Building the precision matrix Q

Given that the probability distribution of CAR model is a Multivariate Normal distribution \(MVN(0,Q^{-1})\). Simulating a CAR model would correspond to simulating this process. The challenge resides, however, in the construction of the precision matrix \(Q\). We will follow the work of: Besag, 1991 , Rue and Hoavard, 2005 and Morris et. al. 2019 . Any doubt go those references.

During the realisation of this tutorial I had problems simulating an intrinsic CAR Model obtaining a Q that is not semi positive definite (SPD).

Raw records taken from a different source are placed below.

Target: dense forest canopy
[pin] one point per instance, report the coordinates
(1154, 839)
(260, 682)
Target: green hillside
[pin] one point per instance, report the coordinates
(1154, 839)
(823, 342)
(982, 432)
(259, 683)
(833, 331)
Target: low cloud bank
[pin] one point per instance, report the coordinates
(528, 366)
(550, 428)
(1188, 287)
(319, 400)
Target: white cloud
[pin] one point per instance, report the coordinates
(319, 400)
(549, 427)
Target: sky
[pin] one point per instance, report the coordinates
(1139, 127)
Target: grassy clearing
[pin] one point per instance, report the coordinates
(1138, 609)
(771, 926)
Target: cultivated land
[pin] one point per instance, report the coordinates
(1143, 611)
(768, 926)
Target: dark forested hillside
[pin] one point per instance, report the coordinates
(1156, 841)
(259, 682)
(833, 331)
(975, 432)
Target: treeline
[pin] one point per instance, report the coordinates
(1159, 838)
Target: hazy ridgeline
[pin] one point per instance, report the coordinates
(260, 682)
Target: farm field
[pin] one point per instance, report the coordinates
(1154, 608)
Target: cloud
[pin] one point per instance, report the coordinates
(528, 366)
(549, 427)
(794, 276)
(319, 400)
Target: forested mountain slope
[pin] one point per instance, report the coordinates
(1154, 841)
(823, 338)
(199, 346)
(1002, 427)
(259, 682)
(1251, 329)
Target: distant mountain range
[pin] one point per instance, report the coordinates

In this regard we will build Q as follows:

\(Q = \tau^2 D_{w}( I – \alpha B)\)

Where \(\tau^2\) models the general variance, \(D_{w}\) represents the number of neighbours for each node in the graph and B is the matrix resulting from \(B = M/D_{w}\) where M is the corresponding adjacency matrix. B guarantees that Q will be positive definite. The parameter \(\alpha\) represents the degree of spatial autocorrelation and ranges from \((0 to 1)\). I recommend to test different values of \(\alpha\). In addition remove any “islands” nodes without neighbours. Failure to do so can lead to no positive definiteness. The code to achieve this is here:

def buildQ(M,D,tau_2=2.0,alpha=0.99999):
    I = np.identity(M.shape[0])
    D_ = np.diag(np.reciprocal(np.diag(D)))
    B = np.dot(M,D_)
    Q = np.dot(tau_2 * D_,(I - alpha* B))
    return(Q)

## Calculate number of neighbours 
D = np.sum(M,axis=1) 
## Remove islands 
idx_islands = np.where(D == 0 ) 
ND = np.delete(D,idx_islands,axis=0) 
NM = np.delete(M,idx_islands,axis=0) 
NM = np.delete(NM,idx_islands,axis=1)

## Calculate Q
Q = buildQ(NM,ND,tau_2=2.0,alpha=0.995)

 

Here we will visualize the Covariance matrix (\(Q^{-1}\))

 

A we now made sure (by construction, or try and error 😛 ) that Q is Positive Definite, we can therefore calculate the Cholesky decomposition, making the simulation remarkably fast and efficient. Here we follow algorithm 2.4 from Rue and Hovard. The code is as follows:

## Simulation Algorithm 2.4
def generateCARSimulation(Q,mu):
    L = np.linalg.cholesky(Q)
    I = np.identity(L.shape[0])
    z = sp.random.normal(loc=mu,scale=1.0,size=L.shape[0])
    v = np.linalg.solve(L.transpose(),z)
    return(v)
v = generateCARSimulation(Q,mu)

To visualise the simulation just join the random vector v with the GeoPandas dataframe, gg as follows.

## order index (cell_id) ascending, according to M.
ordered_g = gg.sort_index()
## Reset the index, this is necessary in order to join. 
ordered_g.reset_index(inplace=True)
## Create the dataframe
yy = pd.DataFrame(vs[1],columns=['simulated'])
## Join it with the geospatial dataframe
simulation = ordered_g.join(yy)
## Plot it!
simulation.plot(column='simulated')

This is the visualisation.

Simulation a CAR process witgh a agiven adjacency matrix and a Lattice

Thanks for reading and remember to use your skills for the benefit of Mother Earth.

Logistic Hierarchical regression

This is a blunt translation from my original post. Just to bring bilingual audience, I actually used google translator, hehehe!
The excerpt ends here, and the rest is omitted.